聖書箇所:ルカによる福音書7章36~50節

説教要旨:
今日の聖書の箇所では、2人の人物がイエスと出会っています。
一人はファリサイ派のシモンです。彼はファリサイ派であるにもかかわらずあえてイエスを家に迎え入れました。相当の決断であります。
よほどイエスに関心をもっていたことでしょう。そのイエスへの関心は律法にあると言っていいでしょう。ファリサイ派にとって律法は命と言っていいほどのものです。しかしイエスの律法理解はかなりファリサイ派とは違ったものであったので、一度真意を確かめたかったのかも知れません。
しかしイエスの話を聞く前に、一人の罪深い女が家に入ってきます。
そして思いもかけない行動を取るのです。「イエスの足もとに近寄り、泣きながらその足を涙でぬらし始め、自分の髪の毛でぬぐい、イエスの足に接吻して香油を塗った」(38節)のです。ファリサイ派のシモンはこの女がどういう女であるか知っていました。
ですから女の行動をなすがまま受け入れているイエスを心の中で詰るのです。イエスの受け入れは容認できないのです。
シモンなら、当然女の行為を受け入れる余地はありません。罪深い女と接触することは自分もまた穢れると思っていたからです。そんなシモンに対してイエスは譬え話をもって語ります。500デナリオンの借金を負った人と50デナリオンの借金を負った人の話です。
どちらもその借金を返すことができない状態でした。しかし金貸しは二人とも借金を帳消しにしたのです。金貸しは神です。借金とは罪を言い表しています。私たちは皆神に対して借金(罪)を負ったものであります。
そしてその借金は額の大小によらず、返すことができないのが現実であるのです。
にもかかわらず帳消しにされた(罪ゆるされた)のです。
ファリサイ派シモンの考えでは、50デナリオンぐらいなら自力で返せると思われる額です。
その額は自分が負っている借金であると考えたかもしれません。シモンは自分には罪がないとは思ってはいませんが、罪深い女よりはずっと少ない額の借金であると思っていたことでしょう。

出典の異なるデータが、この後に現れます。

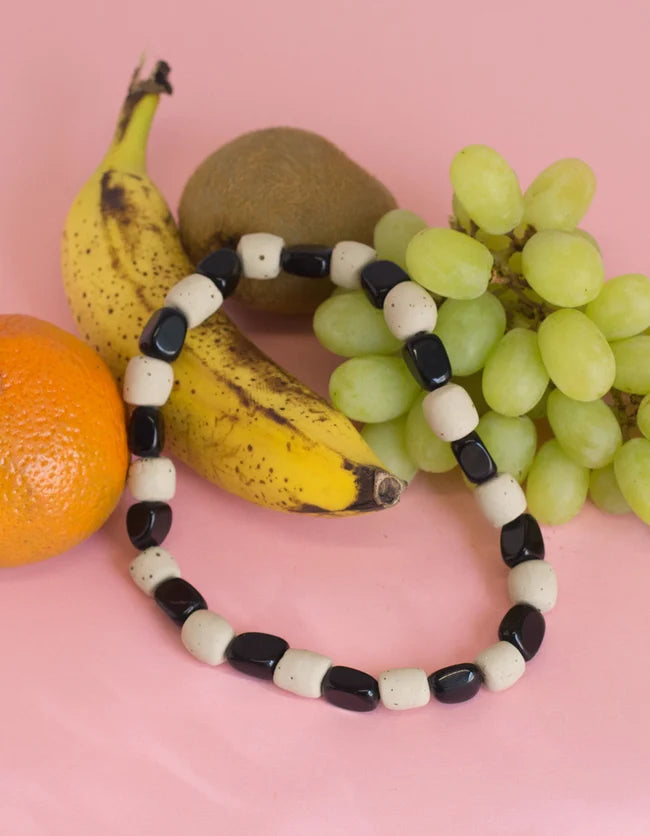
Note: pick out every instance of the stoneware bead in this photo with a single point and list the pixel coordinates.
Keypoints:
(501, 665)
(151, 567)
(533, 582)
(409, 310)
(196, 297)
(301, 672)
(147, 381)
(261, 255)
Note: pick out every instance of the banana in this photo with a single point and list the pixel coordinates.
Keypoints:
(234, 416)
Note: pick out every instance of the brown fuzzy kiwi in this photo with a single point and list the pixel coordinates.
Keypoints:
(288, 181)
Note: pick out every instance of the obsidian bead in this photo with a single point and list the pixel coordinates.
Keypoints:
(163, 336)
(379, 277)
(350, 688)
(256, 654)
(148, 523)
(456, 683)
(427, 360)
(521, 540)
(223, 267)
(523, 626)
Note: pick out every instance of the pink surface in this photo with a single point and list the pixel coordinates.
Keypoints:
(109, 727)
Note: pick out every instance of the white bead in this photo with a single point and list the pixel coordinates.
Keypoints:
(501, 665)
(533, 582)
(301, 672)
(409, 310)
(207, 635)
(260, 255)
(153, 566)
(348, 260)
(147, 381)
(402, 688)
(152, 480)
(501, 499)
(196, 297)
(450, 412)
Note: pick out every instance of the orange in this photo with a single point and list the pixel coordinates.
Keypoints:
(63, 447)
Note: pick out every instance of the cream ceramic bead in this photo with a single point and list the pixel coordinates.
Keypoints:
(147, 381)
(260, 254)
(206, 636)
(196, 297)
(501, 499)
(533, 582)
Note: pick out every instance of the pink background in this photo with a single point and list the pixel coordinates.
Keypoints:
(108, 726)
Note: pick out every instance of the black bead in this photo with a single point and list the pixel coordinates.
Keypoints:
(309, 260)
(521, 540)
(523, 626)
(379, 277)
(256, 654)
(455, 683)
(427, 360)
(350, 688)
(148, 523)
(164, 334)
(178, 599)
(473, 457)
(223, 267)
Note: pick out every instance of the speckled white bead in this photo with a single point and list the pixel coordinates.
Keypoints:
(196, 297)
(450, 412)
(152, 479)
(260, 254)
(501, 665)
(206, 636)
(501, 499)
(153, 566)
(348, 260)
(402, 688)
(533, 582)
(301, 672)
(147, 381)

女は500デナリオンもの借金を負っているのだと考えたことでしょう。
しかし50デナリオンという額の借金ですら、本来は自力で返せるようなものではないということをシモンは知るべきでありました。人間のわざで返せる額であるとのシモンの考えをイエスは打ち砕きます。50デナリオンであれ、500デナリオンであれ、神によってでしか帳消しになることはないのだとシモンは知るべきであったのです。
私たちはシモンのように少ない額の借金しか神にしていないと思うよりも、とてつもない額の借金をしている者であることを自覚することが大切です。破産状態にあると思うことです。しかし喜ぶべきかな、神はすべてゆるしてくださった。その喜びから神への限りない愛の思いが、また行動が生まれてくるのではないのでしょうか。